The last self-imposed ‘make or break’ deadline for Greece passed a few weeks ago, and there has been little evidence that progress has been made since that transition back into the game of financial roulette. Allianz Chief Economic Advisor Mohamed El-Erian put the risk in perspective when he assessed that risk of a financial ‘accident’ in Greece (running out of cash) was growing. CDS and bond yields support this fear.

Japanese Yen Pairs Conviction Uneven but USD/JPY Propelled to 7-Year High

The yen crosses rose across the board this past session, but the stand out was clearly the stand out. Backed by a general bid for the dollar, this pair cleared seven months of resistance – the top placed after the QQE upgrade in October – and charged to a fresh 7 year high above 122. Yet, not all pairs were showing this motivation. What’s more, the risk backdrop opposed this carry appetite. USD/JPY won’t be able to go it alone.

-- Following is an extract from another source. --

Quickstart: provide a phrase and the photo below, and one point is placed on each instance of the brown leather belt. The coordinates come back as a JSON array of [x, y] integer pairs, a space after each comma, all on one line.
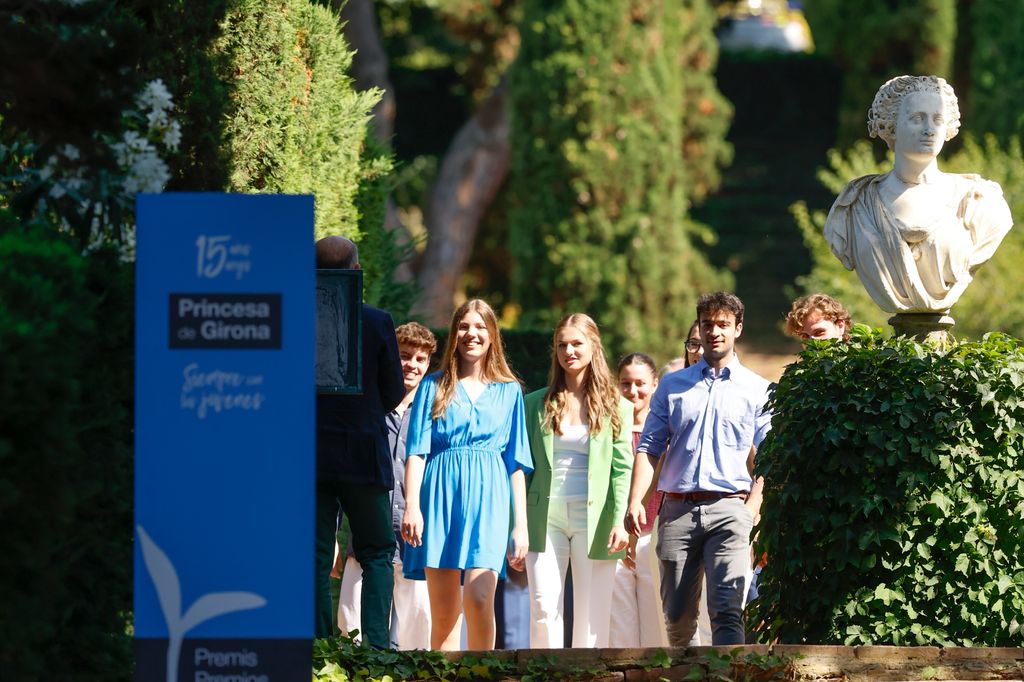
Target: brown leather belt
[[705, 496]]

Australian Dollar Suffers Weak Chinese Data, Tempered Commodity Prices, Weak Housing

One of the worst performing major currencies this past session, the Aussie dollar was plagued by a number of issues. A drop in key commodity prices for which the country is a notable exporter of would saddle the bulls. In addition to the general risk aversion, the data would also find this morning a drop in 1Q Aussie construction and persistent slump in Chinese consumer sentiment. Not much is going the Aussie’s way.

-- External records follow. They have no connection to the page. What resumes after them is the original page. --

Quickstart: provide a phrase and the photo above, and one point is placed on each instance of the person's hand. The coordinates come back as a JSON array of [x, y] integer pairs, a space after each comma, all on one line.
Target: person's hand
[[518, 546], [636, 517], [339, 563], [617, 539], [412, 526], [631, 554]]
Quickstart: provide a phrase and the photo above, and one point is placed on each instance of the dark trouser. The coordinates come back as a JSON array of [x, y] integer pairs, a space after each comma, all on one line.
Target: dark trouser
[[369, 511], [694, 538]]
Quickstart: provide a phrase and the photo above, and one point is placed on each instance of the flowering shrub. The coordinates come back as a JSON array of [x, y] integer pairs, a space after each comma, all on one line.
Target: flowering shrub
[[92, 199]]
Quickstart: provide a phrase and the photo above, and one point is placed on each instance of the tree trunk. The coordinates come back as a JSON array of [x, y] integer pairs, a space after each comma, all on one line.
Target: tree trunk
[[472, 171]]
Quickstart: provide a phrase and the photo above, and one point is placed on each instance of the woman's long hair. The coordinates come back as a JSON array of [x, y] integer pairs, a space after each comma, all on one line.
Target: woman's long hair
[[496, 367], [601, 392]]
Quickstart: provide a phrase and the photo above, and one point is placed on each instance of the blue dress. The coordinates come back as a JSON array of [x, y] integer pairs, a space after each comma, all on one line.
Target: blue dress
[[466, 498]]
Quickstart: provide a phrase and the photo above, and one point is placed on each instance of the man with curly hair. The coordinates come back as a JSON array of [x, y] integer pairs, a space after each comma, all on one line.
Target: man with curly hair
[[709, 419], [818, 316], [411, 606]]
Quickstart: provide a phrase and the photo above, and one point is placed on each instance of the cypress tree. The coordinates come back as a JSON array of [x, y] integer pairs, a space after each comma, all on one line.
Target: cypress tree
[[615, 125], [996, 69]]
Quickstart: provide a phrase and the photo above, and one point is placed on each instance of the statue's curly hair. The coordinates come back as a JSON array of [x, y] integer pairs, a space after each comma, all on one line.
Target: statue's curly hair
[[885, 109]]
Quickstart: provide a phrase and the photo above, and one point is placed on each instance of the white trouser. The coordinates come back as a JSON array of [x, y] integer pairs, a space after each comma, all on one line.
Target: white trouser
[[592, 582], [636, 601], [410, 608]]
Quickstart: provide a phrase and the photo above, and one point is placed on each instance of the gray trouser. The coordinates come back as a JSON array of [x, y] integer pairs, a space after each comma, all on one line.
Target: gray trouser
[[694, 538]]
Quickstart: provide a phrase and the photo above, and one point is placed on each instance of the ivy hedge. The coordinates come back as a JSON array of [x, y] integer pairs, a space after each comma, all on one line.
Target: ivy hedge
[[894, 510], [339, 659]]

Canadian Dollar Likely Faces No BoC Changes…But Vigilance Worthwhile

As a base case scenario, the Bank of Canada is unlikely to change its bearings on policy today – either officially or through rhetoric in its statement. However, the market has proven exceptionally sensitive to perceived shifts in the ‘comm bloc’ policy groups. At its last meeting the BoC turned dead neutral on its view for policy moving forward. That sets a very fine line to walk and a ripe situation for speculators to respond.

Emerging Markets on Verge of Bigger Retreat, Ruble and Real Selling Gaining Purchase

Emerging Markets have proven one of the more willing asset classes to take a tumble on waning speculative appetite this week. The iShares MSCI Emerging Markets (ARCA:EEM) ETF dropped back to its lowest level in nearly two months this past session on rising volume. Key currencies have also given back ground versus the USD (RUB, BRL, INR). It doesn’t help that the Fed’s Fischer suggested EM is sensitive to FOMC moves but prepared.

Gold Suffers Sharp Drop, Another One-Off?

Like other metals and general commodities priced in Dollars, gold suffered a sharp decline this past session. We have seen abrupt tumbles like these multiple times over the past few months, but they have consistently turned out to be one-offs that would ultimately hold to congestion (rather than revive bullish interests). Whether the precious metal is ready to commit to a serious tumble likely has much to do with the USD.